M. le comte Molé. Voilà M. le ministre du commerce et des travaux publics qui retombe dans le grandiose; et le grandiose, si désirable lorsqu il s'agit de monuments tels que le Louvre, je le regarde comme le fléau des travaux de pure utilité.

Comme l'a dit M. le ministre des travaux publics, l'idée de faire des chemins de fer ne vient pas tout d'un coup, il faut qu'elle germe d'abord dans la tête d'un homme de l'art; c'est presque toujours un ingénieur en rapport avec des capitalistes qui leur suggérera l'idée d'une entreprise de cette espèce. Pourquoi ne laissez-vous pas ces capitalistes, et l'ingénieur qui a leur confiance, étudier et rédiger le projet? M. le ministre des travaux publics craint que ce projet ne soit pas suffisamment étudié, et qu'il n'entraîne des dépenses qui excéderont les moyens de l'homme qui veut former une compagnie.

Messieurs, n'ayons pas tant de sollicitude pour l'industrie particulière, et laissons-lui plus de liberté; surtout ne prétendons pas la tenir en tutelle, et savoir mieux qu'elle ce qui lui convient. Si elle se présente avec un projet dont le le succès vous paraisse douteux, laissez-lui en tous les risques; et croyez-moi, elle ne s'en plaindra pas. En vous réservant sur elle un contrôle dont vous paraissez si jaloux, vous la dégoûterez sans retour. Elle seule a le secret du juste rapport des avantages et des dépenses; elle seule sait approprier les travaux à leur fin; elle seule sait éviter les folles dépenses où entraîne précisément le grandiose dans les travaux qui ne le réclament pas.

M. Thiers, ministre du commerce et des travaux publics. Un gouvernement est heureux lorsqu'on ne peut lui reprocher que trop de sollicitude pour l'industrie du pays. L'utilité de cette sollicitude a été reconnue dans un grand nombre d'occasions. Beaucoup de crises commerciales n'auraient pas eu lieu, si le gouvernement avait eu le droit d'intervenir. Ainsi, vous vous rappelez les désastres qu'amena, il y a

quelques années, la fureur des constructions.
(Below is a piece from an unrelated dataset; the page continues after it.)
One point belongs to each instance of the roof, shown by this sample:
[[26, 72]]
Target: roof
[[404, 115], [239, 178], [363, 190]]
Si
le gouvernement avait pu exercer, à cet égard,
la sollicitude qu'il lui est permis d'exercer dans
les travaux publics, beaucoup de ruines eussent
été épargnées, beaucoup de travaux qui sont
devenus inutiles, n'auraient pas été entrepris.

Il me semble que lorsque le gouvernement
peut éclairer l'industrie particulière, il a raison
de le faire.

Je citerai deux faits qui sont à votre connaissance. Deux hommes honorables, très capables, très actifs, ont voulu faire les études de 2 grands canaux. Qu'en est-il arrivé? Ils ont dépensé des sommes énormes, et aujourd'hui ils ne trouvent pas de capitalistes pour venir à leur secours, pour exécuter les entreprises dont ils ont étudié les projets à leurs frais; car une compagnie ne se forme pas pour faire des études, une compagnie se forme pour accepter des projets déjà étudiés.

De tels faits ne sont propres qu'à décourager l'industrie et empêcher de grands travaux.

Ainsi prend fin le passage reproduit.